Jechaliśmy w nocy, w sześć osób (auto 7-osobowe) na trasie szybkiego ruchu.
W pewnym momencie widzę za sobą w światłach aut z tyłu mgiełkę. Poczułem zapach paliwa, patrzę na deskę: wskaźnik paliwa idzie w dół.
Dałem po garach, żeby zdążyć zjechać z trasy zanim zbraknie całkiem paliwa - w aucie m.in. niemowlak i szwagier o kulach.
Jak zjechałem ze ślimaka, to okazało się, że to nie paliwo robiło mgiełkę, tylko wyrzucało płyn chłodniczy. Zapach ON był chyba od stacji paliw lub innego auta, a wskaźnik paliwa spadł w dół na długim łuku, którego w nocy w zasadzie nie widać - brak horyzontu.
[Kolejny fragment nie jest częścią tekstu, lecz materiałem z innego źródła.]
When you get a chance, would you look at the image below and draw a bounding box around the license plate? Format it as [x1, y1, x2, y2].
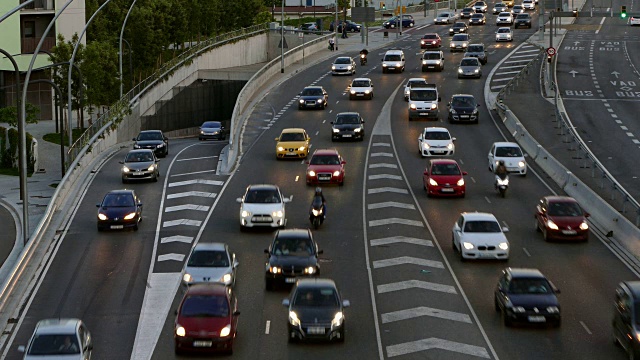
[528, 316, 547, 322]
[307, 327, 325, 335]
[193, 340, 213, 347]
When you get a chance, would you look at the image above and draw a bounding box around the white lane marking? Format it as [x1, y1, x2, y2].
[380, 306, 471, 324]
[158, 253, 184, 261]
[167, 191, 218, 199]
[369, 218, 424, 227]
[162, 219, 202, 227]
[367, 187, 409, 194]
[377, 280, 458, 295]
[387, 338, 491, 359]
[369, 236, 433, 246]
[373, 256, 444, 269]
[160, 235, 193, 244]
[171, 170, 216, 177]
[369, 174, 402, 180]
[176, 155, 218, 162]
[169, 179, 224, 187]
[367, 201, 416, 210]
[164, 204, 209, 212]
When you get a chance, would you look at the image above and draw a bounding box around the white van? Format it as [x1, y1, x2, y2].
[382, 50, 404, 74]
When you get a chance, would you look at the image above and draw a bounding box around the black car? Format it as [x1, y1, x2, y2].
[331, 112, 364, 141]
[447, 94, 480, 123]
[612, 281, 640, 359]
[133, 130, 169, 157]
[513, 13, 531, 29]
[198, 121, 225, 140]
[464, 44, 488, 65]
[264, 229, 322, 290]
[282, 278, 350, 342]
[298, 86, 329, 110]
[494, 268, 561, 327]
[449, 22, 469, 35]
[96, 190, 142, 231]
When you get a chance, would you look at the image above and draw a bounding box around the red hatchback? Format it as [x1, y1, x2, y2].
[535, 196, 589, 241]
[174, 283, 240, 354]
[420, 33, 442, 49]
[307, 149, 347, 186]
[422, 159, 467, 197]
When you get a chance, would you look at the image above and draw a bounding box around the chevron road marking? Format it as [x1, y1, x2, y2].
[381, 306, 471, 324]
[373, 256, 444, 269]
[378, 280, 458, 294]
[387, 338, 491, 359]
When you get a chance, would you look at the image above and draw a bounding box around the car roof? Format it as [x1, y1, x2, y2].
[35, 318, 81, 335]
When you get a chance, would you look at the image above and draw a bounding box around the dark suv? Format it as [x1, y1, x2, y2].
[264, 229, 322, 290]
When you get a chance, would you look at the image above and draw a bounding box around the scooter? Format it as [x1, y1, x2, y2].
[495, 175, 509, 197]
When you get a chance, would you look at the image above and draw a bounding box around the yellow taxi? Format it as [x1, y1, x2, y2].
[276, 128, 311, 159]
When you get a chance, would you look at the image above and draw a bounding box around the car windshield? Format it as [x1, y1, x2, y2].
[549, 202, 582, 216]
[124, 151, 153, 162]
[180, 295, 229, 317]
[431, 163, 460, 175]
[509, 278, 552, 294]
[280, 133, 305, 141]
[293, 288, 340, 307]
[102, 194, 134, 207]
[187, 250, 229, 267]
[351, 80, 370, 87]
[138, 131, 163, 141]
[309, 155, 340, 165]
[409, 89, 438, 101]
[496, 146, 522, 157]
[334, 114, 360, 125]
[244, 189, 282, 204]
[464, 220, 502, 232]
[27, 334, 80, 355]
[424, 131, 451, 140]
[302, 88, 322, 96]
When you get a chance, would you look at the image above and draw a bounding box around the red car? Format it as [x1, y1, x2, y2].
[420, 33, 442, 49]
[535, 196, 589, 241]
[422, 159, 467, 197]
[307, 149, 347, 186]
[174, 283, 240, 354]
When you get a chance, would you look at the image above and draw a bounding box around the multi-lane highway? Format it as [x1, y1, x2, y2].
[7, 5, 637, 359]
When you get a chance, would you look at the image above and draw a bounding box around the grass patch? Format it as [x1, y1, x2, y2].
[42, 128, 86, 146]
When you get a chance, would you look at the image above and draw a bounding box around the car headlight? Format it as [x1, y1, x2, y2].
[176, 324, 187, 337]
[289, 311, 300, 326]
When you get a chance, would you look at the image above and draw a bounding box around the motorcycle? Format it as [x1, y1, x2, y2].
[495, 175, 509, 197]
[309, 196, 324, 230]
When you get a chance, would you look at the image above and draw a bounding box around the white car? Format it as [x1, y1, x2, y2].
[452, 212, 509, 261]
[404, 78, 427, 101]
[496, 27, 513, 41]
[182, 243, 239, 286]
[487, 142, 527, 176]
[18, 318, 93, 360]
[349, 78, 373, 100]
[496, 11, 513, 25]
[418, 127, 456, 157]
[236, 184, 291, 229]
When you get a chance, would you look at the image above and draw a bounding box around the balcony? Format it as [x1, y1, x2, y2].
[20, 36, 56, 54]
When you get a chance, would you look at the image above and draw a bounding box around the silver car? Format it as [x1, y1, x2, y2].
[182, 243, 239, 286]
[120, 149, 160, 184]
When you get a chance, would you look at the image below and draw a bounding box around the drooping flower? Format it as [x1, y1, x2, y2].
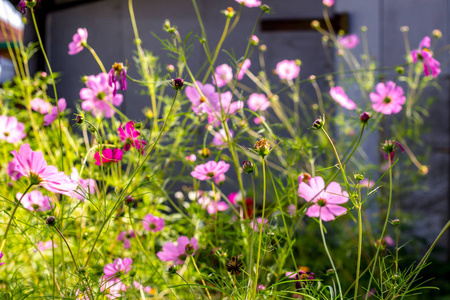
[330, 86, 356, 109]
[156, 236, 198, 265]
[30, 98, 52, 114]
[117, 230, 136, 249]
[237, 58, 251, 80]
[212, 64, 233, 87]
[0, 116, 27, 144]
[108, 63, 127, 96]
[70, 167, 97, 202]
[69, 28, 88, 55]
[80, 73, 123, 118]
[117, 121, 147, 153]
[370, 81, 406, 115]
[191, 160, 230, 180]
[142, 214, 165, 232]
[94, 148, 123, 166]
[411, 36, 441, 77]
[276, 59, 300, 80]
[103, 257, 133, 279]
[338, 34, 359, 49]
[236, 0, 261, 7]
[298, 176, 348, 221]
[11, 144, 76, 196]
[16, 190, 52, 211]
[44, 98, 67, 126]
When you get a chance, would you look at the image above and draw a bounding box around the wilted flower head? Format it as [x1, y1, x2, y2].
[370, 81, 406, 115]
[69, 28, 88, 55]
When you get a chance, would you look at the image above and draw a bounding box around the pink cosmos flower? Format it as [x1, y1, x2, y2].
[142, 214, 165, 232]
[237, 58, 251, 80]
[236, 0, 261, 7]
[80, 73, 123, 118]
[30, 98, 52, 114]
[94, 148, 123, 166]
[103, 257, 133, 279]
[44, 98, 67, 126]
[330, 86, 356, 109]
[338, 34, 359, 49]
[117, 230, 136, 249]
[411, 36, 441, 77]
[16, 190, 52, 211]
[276, 59, 300, 80]
[70, 167, 97, 202]
[370, 81, 406, 115]
[298, 176, 348, 221]
[191, 160, 230, 180]
[213, 128, 234, 149]
[34, 240, 58, 252]
[156, 236, 198, 265]
[117, 121, 147, 154]
[212, 64, 233, 87]
[69, 28, 88, 55]
[0, 116, 27, 144]
[11, 144, 76, 196]
[247, 93, 270, 111]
Wskaźnika temperatury nie zauważyłem. Jest on trochę źle skonstruowany: wystaje koniec czerwonej wskazówki. Tło czarne. Ale powyżej już tło czerwone i wskazówki na tym tle praktycznie już nie widać :(
Ponadto mam nieco wyciemnione wskaźniki - nie lubię w nocy, jak mi coś zbyt mocno świeci po oczach.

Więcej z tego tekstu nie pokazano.